Любой великий художник, любая великая натура одиноки по своей природе. Тагор признавался в письме Элмхерсту: "Вокруг моей души бесконечное пространство одиночества, через которое голос моей внутренней жизни не может долететь до моих друзей, и от этого я страдаю больше, чем они. Я чувствую тоску по моему внутреннему миру столь же сильно, как и любой другой смертный, а может быть даже сильнее".

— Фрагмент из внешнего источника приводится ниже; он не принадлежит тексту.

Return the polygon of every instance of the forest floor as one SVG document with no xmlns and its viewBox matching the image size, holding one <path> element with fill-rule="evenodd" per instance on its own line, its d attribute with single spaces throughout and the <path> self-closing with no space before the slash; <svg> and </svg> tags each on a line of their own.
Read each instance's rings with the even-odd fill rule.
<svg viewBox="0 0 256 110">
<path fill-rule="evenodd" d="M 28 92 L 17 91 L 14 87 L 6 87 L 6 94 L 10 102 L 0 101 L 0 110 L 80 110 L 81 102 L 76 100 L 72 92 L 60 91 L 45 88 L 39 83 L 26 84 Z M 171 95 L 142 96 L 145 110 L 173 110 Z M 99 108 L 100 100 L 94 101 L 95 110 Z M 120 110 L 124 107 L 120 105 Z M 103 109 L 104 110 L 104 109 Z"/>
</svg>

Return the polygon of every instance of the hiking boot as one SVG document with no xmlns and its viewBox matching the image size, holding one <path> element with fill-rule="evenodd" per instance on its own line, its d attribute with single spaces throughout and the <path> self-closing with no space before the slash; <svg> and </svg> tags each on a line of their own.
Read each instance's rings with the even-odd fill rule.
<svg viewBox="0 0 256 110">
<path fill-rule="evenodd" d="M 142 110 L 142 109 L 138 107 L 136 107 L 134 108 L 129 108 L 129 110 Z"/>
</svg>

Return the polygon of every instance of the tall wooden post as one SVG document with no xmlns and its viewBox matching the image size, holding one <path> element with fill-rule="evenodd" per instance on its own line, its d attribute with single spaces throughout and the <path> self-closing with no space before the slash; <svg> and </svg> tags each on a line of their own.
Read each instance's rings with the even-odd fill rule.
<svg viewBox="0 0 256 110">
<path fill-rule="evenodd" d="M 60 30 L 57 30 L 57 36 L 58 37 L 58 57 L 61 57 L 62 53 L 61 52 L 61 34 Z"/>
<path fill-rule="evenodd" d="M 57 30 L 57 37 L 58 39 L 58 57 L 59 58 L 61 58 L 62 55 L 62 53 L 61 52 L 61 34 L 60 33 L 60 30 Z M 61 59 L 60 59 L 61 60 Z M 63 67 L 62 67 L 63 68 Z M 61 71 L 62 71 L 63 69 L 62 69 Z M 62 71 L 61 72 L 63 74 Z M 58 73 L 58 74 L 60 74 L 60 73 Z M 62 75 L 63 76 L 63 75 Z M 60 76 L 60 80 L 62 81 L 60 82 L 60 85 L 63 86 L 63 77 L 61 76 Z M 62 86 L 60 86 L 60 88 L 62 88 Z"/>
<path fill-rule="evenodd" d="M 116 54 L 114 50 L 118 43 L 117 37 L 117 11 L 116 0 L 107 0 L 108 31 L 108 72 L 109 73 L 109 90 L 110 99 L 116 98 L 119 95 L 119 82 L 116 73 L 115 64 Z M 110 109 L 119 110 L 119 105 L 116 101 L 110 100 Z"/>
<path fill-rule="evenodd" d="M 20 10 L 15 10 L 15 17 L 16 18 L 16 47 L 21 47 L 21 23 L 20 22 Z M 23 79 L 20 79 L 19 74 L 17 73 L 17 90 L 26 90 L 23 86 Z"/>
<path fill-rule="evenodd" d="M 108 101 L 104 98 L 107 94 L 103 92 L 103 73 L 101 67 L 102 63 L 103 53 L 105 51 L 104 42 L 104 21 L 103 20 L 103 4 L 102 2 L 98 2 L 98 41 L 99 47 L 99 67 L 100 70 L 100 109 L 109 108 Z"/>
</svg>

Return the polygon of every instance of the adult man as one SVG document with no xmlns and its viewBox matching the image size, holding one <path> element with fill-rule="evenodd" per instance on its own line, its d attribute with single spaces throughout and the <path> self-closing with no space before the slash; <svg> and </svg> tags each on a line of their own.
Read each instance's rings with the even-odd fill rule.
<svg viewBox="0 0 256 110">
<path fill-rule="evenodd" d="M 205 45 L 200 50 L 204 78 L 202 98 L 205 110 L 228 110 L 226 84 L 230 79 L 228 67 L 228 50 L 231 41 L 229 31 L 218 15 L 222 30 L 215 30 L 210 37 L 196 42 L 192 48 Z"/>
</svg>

Он торопился домой еще и потому, что чувствовал свою вину за то, что предавался счастливой, приятной жизни в то время, когда в нем нуждалась его страна. Но когда поэт добрался до родной земли, он понял, что этот миг счастья разбудил его творческие силы, что в конечном счете он принес людям больше добра своим творчеством, чем всякой прочей деятельностью. Об этом чувстве он прекрасно говорил в письме Виктории Окампо из Шантиникетона в августе того же года: "В Вашем письме Вы сожалеете о том, что я не смог остаться в этом прекрасном доме на берегу реки до конца лета. Вы даже не знаете, как часто я сам жалею об этом. Какое-то влечение долга вырвало меня из этого милого уголка, вдохновлявшего меня лишь на, казалось бы, пустую праздность; однако сегодня я открываю для себя, что во время моего пребывания у Вас моя корзина ежедневно наполнялась скромными цветами стихов, расцветающих в сени безделья. Уверяю Вас, большинство из них сохранят свежесть и после того, как мучительно выстроенные башни моих благотворительных деяний будут давно преданы забвению".
99
Вместе с ними уехало также кресло, в котором Тагор обычно сидел, откинувшись назад, наблюдая за рекой Ла-Плата и разговаривая с очаровательной хозяйкой дома. Оно осталось до конца жизни его любимым креслом, и он даже написал о нем стихотворение. Кресло и сейчас хранится в музее Тагора в Шантиникетоне. (Примеч. авт.)